Under a minute, game tied.

The old Walter Howard never would have hoisted one from outside.

As a sophomore, he would have meekly dished off to someone else. Heck, as a freshman, he would have been lucky just to be on the floor.

But Tuesday at Central, Howard squared up and fired a 3-pointer with the game on the line.

True to his new self, Howard made the shot, giving Citrus a key district win and pushing its record to 10-3.

The success of the team alongside Howard's growth is no accident. In a year, the junior has grown from 6-foot-1 to 6-5, and his game has grown even more.

"Last year, I didn't really have the self-confidence that I have this year," Howard said. "I was scared a lot in the games. I'd pass it off instead of trying to take it to the hole, creating a play."

This season, he's creating all sorts of problems for opponents.
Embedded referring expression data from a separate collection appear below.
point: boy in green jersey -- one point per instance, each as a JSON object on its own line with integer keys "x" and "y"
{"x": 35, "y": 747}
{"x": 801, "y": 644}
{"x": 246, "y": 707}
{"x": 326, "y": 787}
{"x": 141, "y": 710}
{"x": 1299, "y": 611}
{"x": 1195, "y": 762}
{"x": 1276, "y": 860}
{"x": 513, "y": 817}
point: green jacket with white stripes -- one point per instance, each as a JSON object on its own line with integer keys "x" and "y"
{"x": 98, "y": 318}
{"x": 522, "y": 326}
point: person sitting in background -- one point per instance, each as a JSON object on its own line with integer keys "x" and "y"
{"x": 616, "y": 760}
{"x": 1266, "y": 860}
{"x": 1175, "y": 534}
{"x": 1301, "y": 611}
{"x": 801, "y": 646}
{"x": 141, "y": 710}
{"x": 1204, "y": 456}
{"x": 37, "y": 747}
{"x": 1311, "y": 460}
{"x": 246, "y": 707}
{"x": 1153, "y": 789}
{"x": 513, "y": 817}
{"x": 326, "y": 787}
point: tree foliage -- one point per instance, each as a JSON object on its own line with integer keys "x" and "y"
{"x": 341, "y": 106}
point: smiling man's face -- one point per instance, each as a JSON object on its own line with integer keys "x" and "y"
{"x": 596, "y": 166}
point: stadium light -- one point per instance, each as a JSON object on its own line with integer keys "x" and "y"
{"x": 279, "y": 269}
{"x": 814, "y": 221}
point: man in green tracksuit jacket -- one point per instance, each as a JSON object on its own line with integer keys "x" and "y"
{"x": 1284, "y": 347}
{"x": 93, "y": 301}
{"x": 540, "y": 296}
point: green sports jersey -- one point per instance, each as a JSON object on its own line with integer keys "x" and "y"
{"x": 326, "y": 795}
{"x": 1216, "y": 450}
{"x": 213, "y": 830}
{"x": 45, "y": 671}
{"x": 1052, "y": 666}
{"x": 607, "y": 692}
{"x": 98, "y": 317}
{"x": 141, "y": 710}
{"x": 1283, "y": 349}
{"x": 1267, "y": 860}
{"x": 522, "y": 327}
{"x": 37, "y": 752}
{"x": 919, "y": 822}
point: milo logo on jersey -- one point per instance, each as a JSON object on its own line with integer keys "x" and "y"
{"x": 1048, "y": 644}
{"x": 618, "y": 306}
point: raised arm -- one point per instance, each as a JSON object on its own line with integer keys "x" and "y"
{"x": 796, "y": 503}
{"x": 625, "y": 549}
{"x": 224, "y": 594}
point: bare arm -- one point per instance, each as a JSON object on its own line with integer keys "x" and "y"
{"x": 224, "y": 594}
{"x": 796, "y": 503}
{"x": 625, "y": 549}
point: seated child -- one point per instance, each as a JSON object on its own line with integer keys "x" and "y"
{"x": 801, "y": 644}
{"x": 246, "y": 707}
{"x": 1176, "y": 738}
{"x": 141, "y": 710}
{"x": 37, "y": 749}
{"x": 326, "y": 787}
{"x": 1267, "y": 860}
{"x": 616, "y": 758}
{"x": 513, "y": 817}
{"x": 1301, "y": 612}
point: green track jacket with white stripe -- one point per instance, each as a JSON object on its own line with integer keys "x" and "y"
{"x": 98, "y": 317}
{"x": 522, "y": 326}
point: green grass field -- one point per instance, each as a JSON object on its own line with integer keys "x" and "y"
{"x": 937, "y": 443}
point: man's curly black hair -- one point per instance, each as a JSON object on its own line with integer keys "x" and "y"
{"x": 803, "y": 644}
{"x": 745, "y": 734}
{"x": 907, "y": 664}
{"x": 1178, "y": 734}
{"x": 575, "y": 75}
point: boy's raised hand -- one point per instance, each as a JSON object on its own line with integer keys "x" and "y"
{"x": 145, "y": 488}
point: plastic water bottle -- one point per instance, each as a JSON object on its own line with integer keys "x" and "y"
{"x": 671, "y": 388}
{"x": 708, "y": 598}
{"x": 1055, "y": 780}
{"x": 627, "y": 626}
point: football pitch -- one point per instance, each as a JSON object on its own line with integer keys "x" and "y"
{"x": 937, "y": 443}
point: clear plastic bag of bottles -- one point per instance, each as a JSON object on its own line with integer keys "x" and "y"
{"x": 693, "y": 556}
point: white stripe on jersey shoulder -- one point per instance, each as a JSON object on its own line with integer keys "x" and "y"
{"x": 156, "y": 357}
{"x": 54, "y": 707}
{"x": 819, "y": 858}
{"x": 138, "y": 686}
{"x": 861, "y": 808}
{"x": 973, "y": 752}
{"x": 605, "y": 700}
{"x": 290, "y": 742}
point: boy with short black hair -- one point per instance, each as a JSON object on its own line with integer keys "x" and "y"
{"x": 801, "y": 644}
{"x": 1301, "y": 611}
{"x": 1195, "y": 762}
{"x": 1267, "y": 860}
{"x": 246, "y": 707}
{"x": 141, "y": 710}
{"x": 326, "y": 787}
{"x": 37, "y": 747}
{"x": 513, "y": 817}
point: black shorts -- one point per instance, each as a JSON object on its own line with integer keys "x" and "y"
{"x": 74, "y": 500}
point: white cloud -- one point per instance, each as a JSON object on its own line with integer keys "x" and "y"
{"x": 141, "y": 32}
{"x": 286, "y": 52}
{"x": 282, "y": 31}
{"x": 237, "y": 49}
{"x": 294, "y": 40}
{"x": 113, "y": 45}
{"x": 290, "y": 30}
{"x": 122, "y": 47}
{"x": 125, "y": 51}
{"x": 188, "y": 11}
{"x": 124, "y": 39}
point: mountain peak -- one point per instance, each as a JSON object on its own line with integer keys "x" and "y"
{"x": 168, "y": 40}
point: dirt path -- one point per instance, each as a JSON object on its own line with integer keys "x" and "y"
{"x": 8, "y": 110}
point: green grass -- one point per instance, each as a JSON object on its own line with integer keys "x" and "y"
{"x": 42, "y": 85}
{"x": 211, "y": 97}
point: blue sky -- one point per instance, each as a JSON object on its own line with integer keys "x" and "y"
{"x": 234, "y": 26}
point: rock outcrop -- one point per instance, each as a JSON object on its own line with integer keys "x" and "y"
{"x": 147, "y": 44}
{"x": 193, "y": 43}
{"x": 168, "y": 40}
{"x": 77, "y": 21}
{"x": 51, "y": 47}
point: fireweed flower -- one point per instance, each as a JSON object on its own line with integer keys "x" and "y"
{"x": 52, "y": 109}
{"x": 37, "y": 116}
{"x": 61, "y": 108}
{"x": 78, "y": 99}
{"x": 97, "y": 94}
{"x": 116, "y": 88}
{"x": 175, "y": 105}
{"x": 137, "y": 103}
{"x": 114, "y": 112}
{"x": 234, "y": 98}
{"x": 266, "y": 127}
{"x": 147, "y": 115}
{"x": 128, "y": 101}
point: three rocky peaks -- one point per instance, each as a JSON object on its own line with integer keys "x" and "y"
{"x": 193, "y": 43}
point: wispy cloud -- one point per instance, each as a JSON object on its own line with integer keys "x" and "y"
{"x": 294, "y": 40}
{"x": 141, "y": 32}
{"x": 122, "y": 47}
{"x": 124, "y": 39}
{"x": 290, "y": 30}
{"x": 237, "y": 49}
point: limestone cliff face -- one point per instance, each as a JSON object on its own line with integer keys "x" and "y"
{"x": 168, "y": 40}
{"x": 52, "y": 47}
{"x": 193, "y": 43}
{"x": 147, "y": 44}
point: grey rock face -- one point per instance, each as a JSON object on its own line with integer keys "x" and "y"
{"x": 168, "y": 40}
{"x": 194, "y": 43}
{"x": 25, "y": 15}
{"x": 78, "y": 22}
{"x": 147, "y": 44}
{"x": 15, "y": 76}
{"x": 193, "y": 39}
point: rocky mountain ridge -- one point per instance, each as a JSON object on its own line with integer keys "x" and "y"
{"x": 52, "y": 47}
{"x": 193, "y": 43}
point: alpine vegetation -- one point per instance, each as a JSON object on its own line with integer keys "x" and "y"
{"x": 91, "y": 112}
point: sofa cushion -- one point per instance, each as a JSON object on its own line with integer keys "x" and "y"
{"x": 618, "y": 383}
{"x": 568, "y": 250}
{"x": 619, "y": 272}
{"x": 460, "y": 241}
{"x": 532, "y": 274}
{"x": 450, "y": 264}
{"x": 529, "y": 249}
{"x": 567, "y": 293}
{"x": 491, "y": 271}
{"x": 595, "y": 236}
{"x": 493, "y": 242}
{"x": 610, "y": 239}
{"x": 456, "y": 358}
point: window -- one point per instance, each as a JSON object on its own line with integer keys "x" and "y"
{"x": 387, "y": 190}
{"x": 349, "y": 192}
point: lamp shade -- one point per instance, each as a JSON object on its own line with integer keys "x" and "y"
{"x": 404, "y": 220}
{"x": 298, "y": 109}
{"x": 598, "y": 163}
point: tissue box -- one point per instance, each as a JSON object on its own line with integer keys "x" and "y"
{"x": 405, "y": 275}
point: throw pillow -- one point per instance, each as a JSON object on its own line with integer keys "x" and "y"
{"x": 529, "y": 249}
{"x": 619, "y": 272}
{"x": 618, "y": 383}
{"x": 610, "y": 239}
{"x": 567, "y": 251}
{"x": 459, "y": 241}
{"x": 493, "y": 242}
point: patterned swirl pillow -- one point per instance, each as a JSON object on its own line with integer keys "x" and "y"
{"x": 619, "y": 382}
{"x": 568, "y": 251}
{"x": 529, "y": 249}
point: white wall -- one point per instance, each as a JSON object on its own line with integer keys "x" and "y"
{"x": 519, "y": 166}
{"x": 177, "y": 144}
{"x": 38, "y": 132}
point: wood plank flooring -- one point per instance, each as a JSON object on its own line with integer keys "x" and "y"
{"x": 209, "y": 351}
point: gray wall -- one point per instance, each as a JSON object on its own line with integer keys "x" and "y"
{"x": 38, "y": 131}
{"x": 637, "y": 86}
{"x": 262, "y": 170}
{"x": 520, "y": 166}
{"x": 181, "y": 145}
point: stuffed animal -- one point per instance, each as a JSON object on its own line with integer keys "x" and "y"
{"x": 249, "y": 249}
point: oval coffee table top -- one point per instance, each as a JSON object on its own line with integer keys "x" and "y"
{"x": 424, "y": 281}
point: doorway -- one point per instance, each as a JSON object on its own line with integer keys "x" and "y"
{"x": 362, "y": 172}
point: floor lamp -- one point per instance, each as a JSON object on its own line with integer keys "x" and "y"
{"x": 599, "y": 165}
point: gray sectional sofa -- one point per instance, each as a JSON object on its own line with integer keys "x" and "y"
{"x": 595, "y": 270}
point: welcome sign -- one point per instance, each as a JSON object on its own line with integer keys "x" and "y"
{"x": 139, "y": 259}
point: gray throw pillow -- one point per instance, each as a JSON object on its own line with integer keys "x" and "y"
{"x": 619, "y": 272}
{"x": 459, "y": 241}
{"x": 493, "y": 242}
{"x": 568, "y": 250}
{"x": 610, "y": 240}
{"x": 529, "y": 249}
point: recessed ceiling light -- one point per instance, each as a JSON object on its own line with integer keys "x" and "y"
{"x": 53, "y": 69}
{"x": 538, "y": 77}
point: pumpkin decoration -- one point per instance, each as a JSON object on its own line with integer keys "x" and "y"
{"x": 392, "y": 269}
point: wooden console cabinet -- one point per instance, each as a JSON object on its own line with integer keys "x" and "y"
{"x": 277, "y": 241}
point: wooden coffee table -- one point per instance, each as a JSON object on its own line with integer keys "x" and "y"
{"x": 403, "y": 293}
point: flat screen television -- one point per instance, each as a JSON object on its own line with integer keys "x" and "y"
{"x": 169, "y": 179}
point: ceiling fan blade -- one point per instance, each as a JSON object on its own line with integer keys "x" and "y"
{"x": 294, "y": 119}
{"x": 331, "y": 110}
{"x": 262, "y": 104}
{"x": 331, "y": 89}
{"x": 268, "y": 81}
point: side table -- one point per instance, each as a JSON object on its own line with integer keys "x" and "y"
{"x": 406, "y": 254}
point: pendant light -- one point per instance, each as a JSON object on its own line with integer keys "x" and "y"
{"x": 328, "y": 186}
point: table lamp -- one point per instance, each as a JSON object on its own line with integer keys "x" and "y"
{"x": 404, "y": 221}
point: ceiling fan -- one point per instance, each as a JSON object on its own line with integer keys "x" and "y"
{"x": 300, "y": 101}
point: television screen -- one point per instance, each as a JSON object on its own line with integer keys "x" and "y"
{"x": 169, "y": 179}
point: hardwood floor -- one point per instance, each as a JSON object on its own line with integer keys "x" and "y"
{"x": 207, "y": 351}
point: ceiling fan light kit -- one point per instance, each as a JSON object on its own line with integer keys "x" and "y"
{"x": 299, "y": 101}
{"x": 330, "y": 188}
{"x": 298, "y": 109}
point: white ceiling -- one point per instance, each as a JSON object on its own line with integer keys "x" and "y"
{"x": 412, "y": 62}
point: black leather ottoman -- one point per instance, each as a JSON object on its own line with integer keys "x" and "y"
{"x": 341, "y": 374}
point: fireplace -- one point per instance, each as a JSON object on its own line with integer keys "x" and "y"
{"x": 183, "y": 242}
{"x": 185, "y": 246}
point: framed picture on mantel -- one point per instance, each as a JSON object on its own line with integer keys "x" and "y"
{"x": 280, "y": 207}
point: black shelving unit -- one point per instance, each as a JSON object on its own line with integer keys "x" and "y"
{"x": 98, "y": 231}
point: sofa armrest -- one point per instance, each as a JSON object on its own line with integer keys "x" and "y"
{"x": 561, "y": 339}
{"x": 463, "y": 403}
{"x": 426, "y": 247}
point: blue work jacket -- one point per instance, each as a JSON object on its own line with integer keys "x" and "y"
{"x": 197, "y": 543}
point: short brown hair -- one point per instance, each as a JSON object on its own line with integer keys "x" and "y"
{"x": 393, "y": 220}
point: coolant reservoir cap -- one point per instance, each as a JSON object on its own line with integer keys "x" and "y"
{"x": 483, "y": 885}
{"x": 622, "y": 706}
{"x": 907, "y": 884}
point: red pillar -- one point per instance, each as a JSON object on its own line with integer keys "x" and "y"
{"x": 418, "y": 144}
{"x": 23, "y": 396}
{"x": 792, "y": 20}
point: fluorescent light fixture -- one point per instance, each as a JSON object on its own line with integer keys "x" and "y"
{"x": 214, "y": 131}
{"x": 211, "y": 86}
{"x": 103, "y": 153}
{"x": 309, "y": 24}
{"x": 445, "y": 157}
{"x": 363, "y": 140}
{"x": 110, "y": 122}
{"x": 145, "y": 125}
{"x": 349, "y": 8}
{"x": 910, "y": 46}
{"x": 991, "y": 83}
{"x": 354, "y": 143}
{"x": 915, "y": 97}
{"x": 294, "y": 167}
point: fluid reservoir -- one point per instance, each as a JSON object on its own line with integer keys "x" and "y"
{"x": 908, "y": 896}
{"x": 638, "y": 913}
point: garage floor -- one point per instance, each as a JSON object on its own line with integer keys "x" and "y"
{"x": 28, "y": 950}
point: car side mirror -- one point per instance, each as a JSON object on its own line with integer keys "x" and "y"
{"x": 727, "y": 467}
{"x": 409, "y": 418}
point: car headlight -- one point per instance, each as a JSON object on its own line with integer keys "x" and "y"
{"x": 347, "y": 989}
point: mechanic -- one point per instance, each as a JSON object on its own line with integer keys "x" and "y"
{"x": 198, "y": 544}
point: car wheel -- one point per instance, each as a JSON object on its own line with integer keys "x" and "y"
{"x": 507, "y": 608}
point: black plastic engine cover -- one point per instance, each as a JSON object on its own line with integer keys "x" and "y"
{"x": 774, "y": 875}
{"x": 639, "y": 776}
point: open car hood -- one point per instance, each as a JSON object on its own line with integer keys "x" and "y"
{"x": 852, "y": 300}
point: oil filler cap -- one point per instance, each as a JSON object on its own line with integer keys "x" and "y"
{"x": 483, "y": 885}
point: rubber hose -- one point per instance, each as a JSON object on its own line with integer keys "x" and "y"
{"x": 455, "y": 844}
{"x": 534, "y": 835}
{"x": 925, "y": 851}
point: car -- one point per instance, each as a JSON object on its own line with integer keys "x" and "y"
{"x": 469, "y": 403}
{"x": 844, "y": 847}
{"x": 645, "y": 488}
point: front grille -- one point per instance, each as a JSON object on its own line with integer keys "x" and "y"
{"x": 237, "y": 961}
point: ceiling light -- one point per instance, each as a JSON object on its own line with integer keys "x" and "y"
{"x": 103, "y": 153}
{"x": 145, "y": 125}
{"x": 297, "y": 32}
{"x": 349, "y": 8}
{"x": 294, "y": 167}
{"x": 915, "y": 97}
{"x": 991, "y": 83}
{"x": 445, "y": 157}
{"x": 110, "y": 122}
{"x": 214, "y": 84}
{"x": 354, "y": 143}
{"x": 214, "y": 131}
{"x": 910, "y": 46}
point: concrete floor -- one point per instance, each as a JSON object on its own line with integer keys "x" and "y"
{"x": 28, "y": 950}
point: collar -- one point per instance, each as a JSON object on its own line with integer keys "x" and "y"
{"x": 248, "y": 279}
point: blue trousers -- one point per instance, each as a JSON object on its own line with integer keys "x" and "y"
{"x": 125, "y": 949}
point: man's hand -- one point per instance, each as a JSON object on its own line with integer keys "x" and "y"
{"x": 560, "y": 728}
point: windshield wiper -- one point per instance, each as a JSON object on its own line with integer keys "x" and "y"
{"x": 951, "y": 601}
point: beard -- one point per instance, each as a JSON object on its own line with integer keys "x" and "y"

Howard averages slightly more than 13 points, just behind team-leading Donnie Ross, and Howard pulls down a fraction below 10 rebounds per game. Should he, say, add another 20-plus rebound performance against Lecanto next week, as he did in a December game against the Panthers, Howard would be averaging a double-double for the season. Now that's growth.

"I don't know how much stronger he actually is, but he's physically bigger and that helps him a lot," first-year Hurricanes coach Tom Densmore said. "He can play inside or outside. He's a good combination player. He can step out and hit the three, or he can take the biggest guy on the floor to the hole."

Actually, such assertive play would come as no surprise to Citrus fans. Howard showed off similar play-making skills on the football field, stepping in as a first-year starting quarterback to lead the 'Canes to their first playoff victory in 30 years. After that experience, basketball suddenly appeared more conquerable.

"He's fearless now," said teammate R.J. Cobb, who took handoffs from Howard in football and now often passes to Howard in basketball. "Football's made him such a tougher person. His mindset's so different from what it was last year. He can basically overcome anything after what he did during football."

A year ago on the court, Howard primarily played a defensive role. He still excels at that but can score and, as Densmore said, "puts back a lot of other people's misses." And yes, Howard is not afraid to put up shots from behind the arc. In fact, he averages about four attempts.

Now, it's no surprise to see them go in.